ABSTRACT
Cloud properties are pivotal in analyzing rainfall patterns globally, especially in monsoon-dependent countries such as India. The impact of climate change becomes more important in regions susceptible to hydrometeorological events due to different monsoon regimes. To examine regional heterogeneity of cloud properties, this study investigates long-term trends and predictive capabilities for cloud properties in drought-prone and flood-prone regions of western India, utilizing satellite data and employing various machine learning (ML) models to comprehend intricate data patterns and enhance predictive accuracy. The results show higher mean and variability in cloud parameters over the flood-prone area due to favorable rain conditions, reflecting higher cloud microphysical and optical properties. These parameters negatively correlate with some cloud macrophysical properties along with the aerosol property in the drought-prone area. Additionally, a moderate correlation exists between certain cloud characteristics of one region and another. Employing ML algorithms for regression analysis and comparing them for cloud effective radius across regions shows promising results, with random forest (RF) demonstrating high coefficient of determination (0.86, 0.93) and low root mean squared error (0.76, 1.15) due to its robustness and high accuracy.
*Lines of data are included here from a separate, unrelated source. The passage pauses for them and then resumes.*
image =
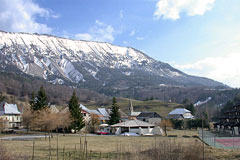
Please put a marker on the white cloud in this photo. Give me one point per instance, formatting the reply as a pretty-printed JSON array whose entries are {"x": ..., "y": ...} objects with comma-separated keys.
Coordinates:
[
  {"x": 99, "y": 32},
  {"x": 132, "y": 33},
  {"x": 171, "y": 9},
  {"x": 84, "y": 36},
  {"x": 225, "y": 69},
  {"x": 125, "y": 42},
  {"x": 20, "y": 16},
  {"x": 139, "y": 38},
  {"x": 121, "y": 14}
]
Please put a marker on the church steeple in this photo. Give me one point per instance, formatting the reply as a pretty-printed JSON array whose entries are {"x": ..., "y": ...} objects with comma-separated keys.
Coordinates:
[{"x": 130, "y": 107}]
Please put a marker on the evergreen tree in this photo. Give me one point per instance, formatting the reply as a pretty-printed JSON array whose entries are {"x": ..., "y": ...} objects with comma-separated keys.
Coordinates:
[
  {"x": 2, "y": 98},
  {"x": 114, "y": 115},
  {"x": 191, "y": 108},
  {"x": 32, "y": 101},
  {"x": 40, "y": 100},
  {"x": 76, "y": 114}
]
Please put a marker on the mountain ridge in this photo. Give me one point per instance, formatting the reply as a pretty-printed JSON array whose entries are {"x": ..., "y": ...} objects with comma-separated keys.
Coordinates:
[{"x": 89, "y": 64}]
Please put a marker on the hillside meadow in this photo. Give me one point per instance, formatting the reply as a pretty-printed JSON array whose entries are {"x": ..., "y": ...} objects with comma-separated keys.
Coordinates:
[{"x": 74, "y": 146}]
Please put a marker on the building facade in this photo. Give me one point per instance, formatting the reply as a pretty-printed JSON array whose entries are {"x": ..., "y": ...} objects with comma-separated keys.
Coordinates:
[{"x": 11, "y": 114}]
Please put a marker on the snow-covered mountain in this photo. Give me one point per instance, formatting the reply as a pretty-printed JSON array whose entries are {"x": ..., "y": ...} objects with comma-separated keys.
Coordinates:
[{"x": 88, "y": 64}]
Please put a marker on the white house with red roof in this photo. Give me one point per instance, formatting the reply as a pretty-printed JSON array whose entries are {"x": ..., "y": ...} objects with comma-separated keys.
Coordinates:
[{"x": 11, "y": 114}]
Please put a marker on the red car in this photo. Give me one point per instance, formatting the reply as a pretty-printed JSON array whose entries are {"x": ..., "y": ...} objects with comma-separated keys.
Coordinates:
[{"x": 102, "y": 133}]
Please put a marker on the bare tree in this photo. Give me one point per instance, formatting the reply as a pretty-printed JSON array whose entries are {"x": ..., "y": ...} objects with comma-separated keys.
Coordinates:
[
  {"x": 165, "y": 123},
  {"x": 93, "y": 123},
  {"x": 28, "y": 117},
  {"x": 64, "y": 121},
  {"x": 3, "y": 124}
]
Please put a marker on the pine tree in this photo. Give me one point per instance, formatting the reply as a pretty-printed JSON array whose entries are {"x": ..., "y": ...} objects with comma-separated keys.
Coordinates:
[
  {"x": 41, "y": 100},
  {"x": 114, "y": 115},
  {"x": 32, "y": 101},
  {"x": 75, "y": 111}
]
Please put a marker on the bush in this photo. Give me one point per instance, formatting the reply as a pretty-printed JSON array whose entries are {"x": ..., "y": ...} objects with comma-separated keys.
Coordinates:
[{"x": 195, "y": 123}]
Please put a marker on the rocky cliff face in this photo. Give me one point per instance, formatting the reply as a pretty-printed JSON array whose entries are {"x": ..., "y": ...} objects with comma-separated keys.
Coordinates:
[{"x": 88, "y": 64}]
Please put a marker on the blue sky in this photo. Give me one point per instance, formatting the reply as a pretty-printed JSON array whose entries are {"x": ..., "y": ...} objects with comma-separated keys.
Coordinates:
[{"x": 199, "y": 37}]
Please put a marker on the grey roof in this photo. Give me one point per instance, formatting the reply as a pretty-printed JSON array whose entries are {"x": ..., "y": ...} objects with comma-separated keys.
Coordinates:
[
  {"x": 133, "y": 123},
  {"x": 84, "y": 108},
  {"x": 135, "y": 114},
  {"x": 89, "y": 110},
  {"x": 65, "y": 110},
  {"x": 6, "y": 108},
  {"x": 122, "y": 114},
  {"x": 53, "y": 109},
  {"x": 103, "y": 111},
  {"x": 148, "y": 115},
  {"x": 179, "y": 111},
  {"x": 175, "y": 116}
]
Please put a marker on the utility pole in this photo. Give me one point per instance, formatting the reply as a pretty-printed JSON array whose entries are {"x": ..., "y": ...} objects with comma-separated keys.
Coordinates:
[{"x": 202, "y": 137}]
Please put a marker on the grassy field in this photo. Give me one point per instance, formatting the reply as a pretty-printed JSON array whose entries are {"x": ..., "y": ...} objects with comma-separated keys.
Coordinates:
[
  {"x": 162, "y": 108},
  {"x": 108, "y": 146}
]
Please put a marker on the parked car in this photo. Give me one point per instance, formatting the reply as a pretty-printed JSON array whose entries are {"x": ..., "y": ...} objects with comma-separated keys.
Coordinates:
[
  {"x": 102, "y": 133},
  {"x": 129, "y": 134}
]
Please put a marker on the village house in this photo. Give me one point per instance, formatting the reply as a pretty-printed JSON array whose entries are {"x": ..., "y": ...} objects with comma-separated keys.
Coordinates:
[
  {"x": 136, "y": 126},
  {"x": 230, "y": 121},
  {"x": 150, "y": 117},
  {"x": 11, "y": 114},
  {"x": 131, "y": 114},
  {"x": 180, "y": 113}
]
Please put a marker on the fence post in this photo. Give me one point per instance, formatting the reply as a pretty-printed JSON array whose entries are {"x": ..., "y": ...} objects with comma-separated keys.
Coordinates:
[
  {"x": 57, "y": 146},
  {"x": 63, "y": 152},
  {"x": 33, "y": 150}
]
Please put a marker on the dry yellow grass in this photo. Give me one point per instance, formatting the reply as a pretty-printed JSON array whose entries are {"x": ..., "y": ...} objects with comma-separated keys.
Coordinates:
[{"x": 110, "y": 144}]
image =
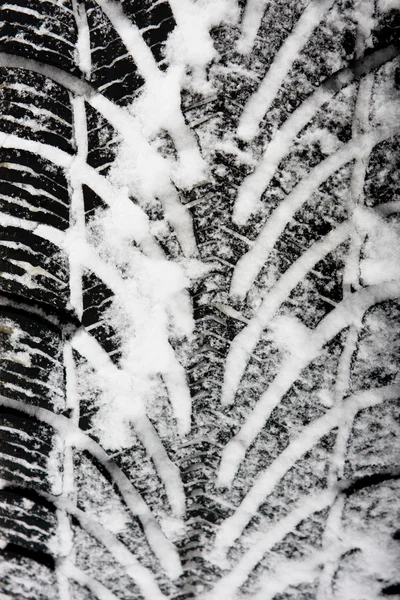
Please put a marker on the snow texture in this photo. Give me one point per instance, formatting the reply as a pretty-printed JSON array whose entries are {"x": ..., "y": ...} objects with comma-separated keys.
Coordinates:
[{"x": 199, "y": 302}]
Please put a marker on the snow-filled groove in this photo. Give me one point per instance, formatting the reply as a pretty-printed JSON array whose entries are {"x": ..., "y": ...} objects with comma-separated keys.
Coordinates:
[{"x": 199, "y": 299}]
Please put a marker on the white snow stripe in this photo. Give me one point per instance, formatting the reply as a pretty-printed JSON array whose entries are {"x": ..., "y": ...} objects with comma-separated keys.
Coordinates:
[
  {"x": 131, "y": 37},
  {"x": 350, "y": 311},
  {"x": 99, "y": 184},
  {"x": 142, "y": 576},
  {"x": 67, "y": 568},
  {"x": 180, "y": 220},
  {"x": 230, "y": 583},
  {"x": 260, "y": 102},
  {"x": 266, "y": 481},
  {"x": 253, "y": 14},
  {"x": 169, "y": 473},
  {"x": 244, "y": 343},
  {"x": 167, "y": 115},
  {"x": 291, "y": 573},
  {"x": 76, "y": 231},
  {"x": 160, "y": 545},
  {"x": 251, "y": 263},
  {"x": 84, "y": 54},
  {"x": 253, "y": 186}
]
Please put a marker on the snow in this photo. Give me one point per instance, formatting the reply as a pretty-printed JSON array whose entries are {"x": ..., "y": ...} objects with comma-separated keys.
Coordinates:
[
  {"x": 250, "y": 264},
  {"x": 348, "y": 312},
  {"x": 244, "y": 343},
  {"x": 266, "y": 481},
  {"x": 190, "y": 45},
  {"x": 262, "y": 100}
]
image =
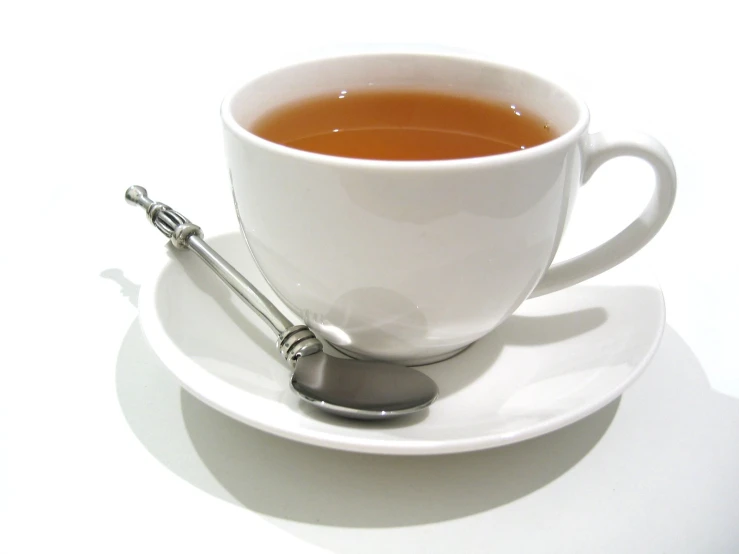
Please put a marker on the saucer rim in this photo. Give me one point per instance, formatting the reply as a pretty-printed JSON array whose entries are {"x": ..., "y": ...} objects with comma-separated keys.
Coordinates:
[{"x": 253, "y": 410}]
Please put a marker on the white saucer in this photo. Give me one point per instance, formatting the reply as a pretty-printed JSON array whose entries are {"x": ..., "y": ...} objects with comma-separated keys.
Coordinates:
[{"x": 558, "y": 359}]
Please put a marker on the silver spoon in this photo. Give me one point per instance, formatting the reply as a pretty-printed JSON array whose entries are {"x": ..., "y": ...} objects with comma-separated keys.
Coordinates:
[{"x": 348, "y": 388}]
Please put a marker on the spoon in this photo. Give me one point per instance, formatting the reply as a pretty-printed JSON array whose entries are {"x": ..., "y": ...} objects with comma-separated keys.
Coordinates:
[{"x": 348, "y": 388}]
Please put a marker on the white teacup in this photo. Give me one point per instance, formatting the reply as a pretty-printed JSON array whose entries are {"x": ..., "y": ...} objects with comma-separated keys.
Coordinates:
[{"x": 412, "y": 261}]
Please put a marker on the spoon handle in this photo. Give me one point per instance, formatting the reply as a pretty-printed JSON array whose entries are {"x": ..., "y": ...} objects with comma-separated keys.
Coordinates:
[{"x": 293, "y": 341}]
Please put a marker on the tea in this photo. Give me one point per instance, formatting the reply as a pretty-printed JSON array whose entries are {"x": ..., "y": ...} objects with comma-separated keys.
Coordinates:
[{"x": 403, "y": 125}]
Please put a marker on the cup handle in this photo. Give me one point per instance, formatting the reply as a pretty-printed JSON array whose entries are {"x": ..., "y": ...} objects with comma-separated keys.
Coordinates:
[{"x": 598, "y": 149}]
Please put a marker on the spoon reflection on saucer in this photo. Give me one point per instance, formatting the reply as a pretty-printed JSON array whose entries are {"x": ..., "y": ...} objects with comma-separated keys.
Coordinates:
[{"x": 348, "y": 388}]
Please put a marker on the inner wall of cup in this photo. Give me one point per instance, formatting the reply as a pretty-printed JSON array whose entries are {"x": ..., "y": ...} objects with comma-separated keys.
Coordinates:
[{"x": 406, "y": 71}]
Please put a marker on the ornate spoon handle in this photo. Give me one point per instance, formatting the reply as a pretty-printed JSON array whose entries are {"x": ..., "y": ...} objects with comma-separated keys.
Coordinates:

This research enhances the understanding of regional heterogeneity in India and shows that ML can be helpful in predicting future cloud dynamics and climate variables identifying the most suitable model.
HIGHLIGHTS
The correlation among cloud properties of drought- and flood-prone regions showed significant mutual dependence.
Higher mean and variability were observed for most of the cloud variables in the flood-prone area than in the drought-prone region.
Among all the utilized ML models, RF performed the best for the flood-prone and the drought-prone regions.
Using ML techniques, it is observed that cloud top temperature is the most influential parameter for predicting cloud effective particle radius.